Migrant crisis: Should Johnson be negotiating with Macron via Twitter?

Boris Johnson may well be right that the best deterrent to migrants and refugees crossing the channel in flimsy, life-endangering dinghies would be for the UK and France to agree a "bilateral readmissions agreement to allow all illegal migrants who cross the Channel to be returned".

The question is whether he was well advised - or advised at all - to put that blunt request in a letter to the French president that he immediately put in the public domain via Twitter.

The French government appears to have been blindsided and to have taken immediate offence.
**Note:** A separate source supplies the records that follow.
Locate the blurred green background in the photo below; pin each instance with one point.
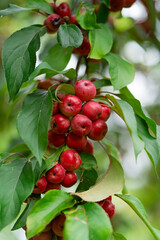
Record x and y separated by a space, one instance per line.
137 38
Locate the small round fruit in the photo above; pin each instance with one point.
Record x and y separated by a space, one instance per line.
60 124
44 84
69 180
56 140
81 125
52 22
109 208
44 236
63 9
89 148
55 108
92 110
106 111
75 141
98 131
40 185
70 160
51 186
58 224
85 90
70 105
55 174
84 48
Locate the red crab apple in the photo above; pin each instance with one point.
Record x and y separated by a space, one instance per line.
89 148
55 174
70 105
56 140
40 185
106 111
116 5
52 22
128 3
92 110
63 9
98 131
85 90
44 236
55 108
51 186
60 124
109 208
44 84
57 225
81 125
69 180
84 48
76 142
70 160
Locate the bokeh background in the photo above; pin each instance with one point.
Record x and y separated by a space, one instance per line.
137 39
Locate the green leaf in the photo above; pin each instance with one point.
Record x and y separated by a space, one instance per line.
33 121
58 57
101 41
18 182
127 96
102 83
19 57
87 180
150 143
46 68
111 183
118 236
46 209
12 9
88 221
86 17
137 206
69 36
41 5
125 111
21 221
121 71
88 161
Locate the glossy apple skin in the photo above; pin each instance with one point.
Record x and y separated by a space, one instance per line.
63 9
44 84
70 160
60 124
84 48
92 110
69 180
98 131
70 105
76 142
106 111
128 3
52 22
109 208
44 236
58 224
51 186
81 125
85 90
55 174
89 148
40 186
56 140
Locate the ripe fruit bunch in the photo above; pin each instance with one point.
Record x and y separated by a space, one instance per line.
78 117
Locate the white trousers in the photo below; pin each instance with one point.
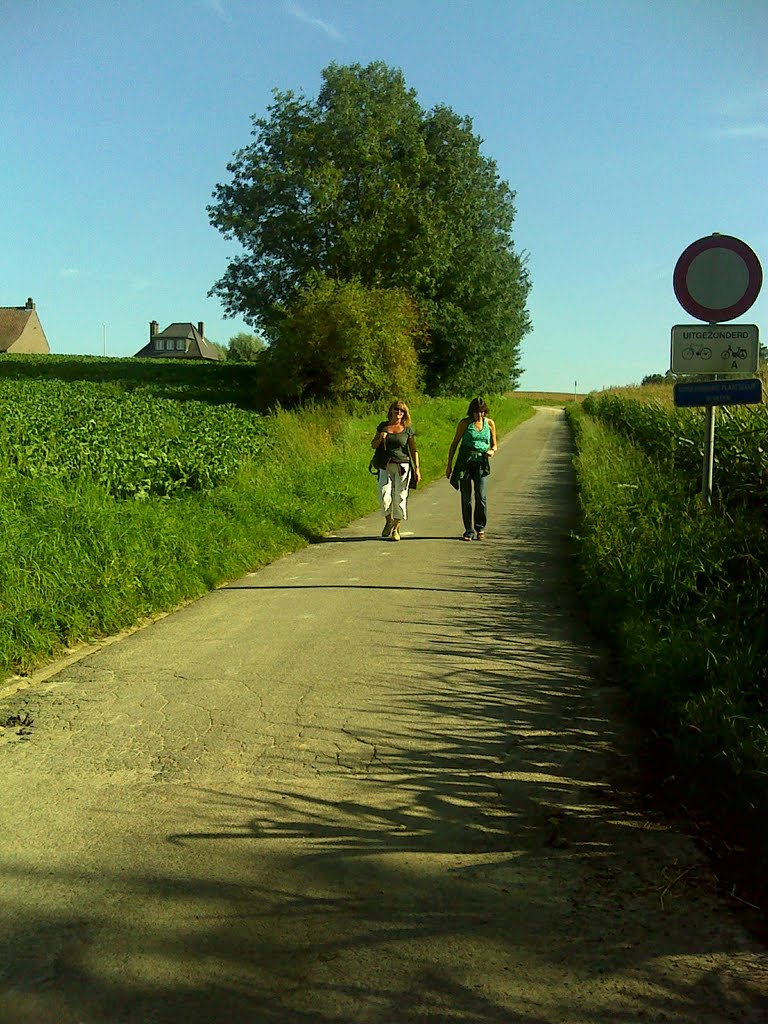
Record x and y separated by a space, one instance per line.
393 489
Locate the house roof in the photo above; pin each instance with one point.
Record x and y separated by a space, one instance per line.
189 333
12 322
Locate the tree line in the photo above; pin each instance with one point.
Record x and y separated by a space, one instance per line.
377 251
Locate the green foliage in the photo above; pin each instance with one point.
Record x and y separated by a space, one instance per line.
364 184
245 347
341 340
81 557
676 437
681 588
183 379
133 444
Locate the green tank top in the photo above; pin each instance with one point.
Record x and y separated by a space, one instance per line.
475 442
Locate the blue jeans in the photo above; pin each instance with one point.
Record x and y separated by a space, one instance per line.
473 477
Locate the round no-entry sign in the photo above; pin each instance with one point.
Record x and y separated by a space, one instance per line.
717 278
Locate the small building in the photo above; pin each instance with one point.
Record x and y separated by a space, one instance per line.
178 341
22 332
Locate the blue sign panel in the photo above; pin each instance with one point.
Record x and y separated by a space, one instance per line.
739 392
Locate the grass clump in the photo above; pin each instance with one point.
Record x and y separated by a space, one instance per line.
124 499
680 589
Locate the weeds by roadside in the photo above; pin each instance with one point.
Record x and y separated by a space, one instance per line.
681 589
87 549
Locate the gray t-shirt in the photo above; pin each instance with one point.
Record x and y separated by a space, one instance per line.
397 443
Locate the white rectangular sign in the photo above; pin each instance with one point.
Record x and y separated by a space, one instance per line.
715 348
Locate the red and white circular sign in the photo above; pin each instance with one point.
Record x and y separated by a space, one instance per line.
717 278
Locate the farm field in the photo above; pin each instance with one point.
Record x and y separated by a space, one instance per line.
679 590
129 486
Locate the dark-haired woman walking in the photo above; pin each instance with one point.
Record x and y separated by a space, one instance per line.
475 438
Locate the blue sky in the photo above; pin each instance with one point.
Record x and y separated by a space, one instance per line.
628 130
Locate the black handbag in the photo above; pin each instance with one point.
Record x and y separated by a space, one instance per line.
379 460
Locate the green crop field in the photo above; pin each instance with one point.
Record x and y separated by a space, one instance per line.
129 486
680 590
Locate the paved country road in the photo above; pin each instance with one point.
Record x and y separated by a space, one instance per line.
371 783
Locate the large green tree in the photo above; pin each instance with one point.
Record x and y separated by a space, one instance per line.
364 184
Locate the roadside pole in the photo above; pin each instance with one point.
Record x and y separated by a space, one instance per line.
709 459
716 279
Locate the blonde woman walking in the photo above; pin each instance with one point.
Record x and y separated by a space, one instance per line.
398 466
And Macron's nose also seems to have been put out of joint by Johnson's claim that France has made it a priority to negotiate a long-term "systematic [migrant] returns agreement" between the whole EU and the UK, when France takes the presidency of the EU council.

You'll have noticed that the French in response, or perhaps in retaliation, have disinvited the UK's home secretary Priti Patel from a meeting of European home and interior ministers, that is being convened on Sunday to discuss the migrant crisis.

The French interior minister, Gerald Darmanin, in a remarkable statement, said: "We consider the British prime minister's public letter unacceptable and counter to our discussions between partners."

This kind of spat between two rich European countries is unedifying when the lives of desperate people are at risk. Many will say France has over-reacted.

But according to current and former officials, Johnson should have known that in publishing his request BEFORE holding private talks between ambassadors, officials and ministers, President Macron would see him as engaging in Trumpian grandstanding, an attempt to embarrass and pressurise France.

"Publishing the letter on Twitter looks a bit crass", said one.

Another said: "Normally someone in Downing Street would have said to a prime minister 'let's prepare the ground through back channels' rather than going public in this way."

This mess highlights again whether there is any official in Downing Street or minister with the authority to dissuade the prime minister from a course of action that he is determined to follow - whether the normal checks and balances in cabinet government are working effectively.

But more importantly it will be seen as a tragedy by many that rather than work together to save the lives of vulnerable people who have often fled persecution and terror, France and the UK are once again posturing about the right way to negotiate.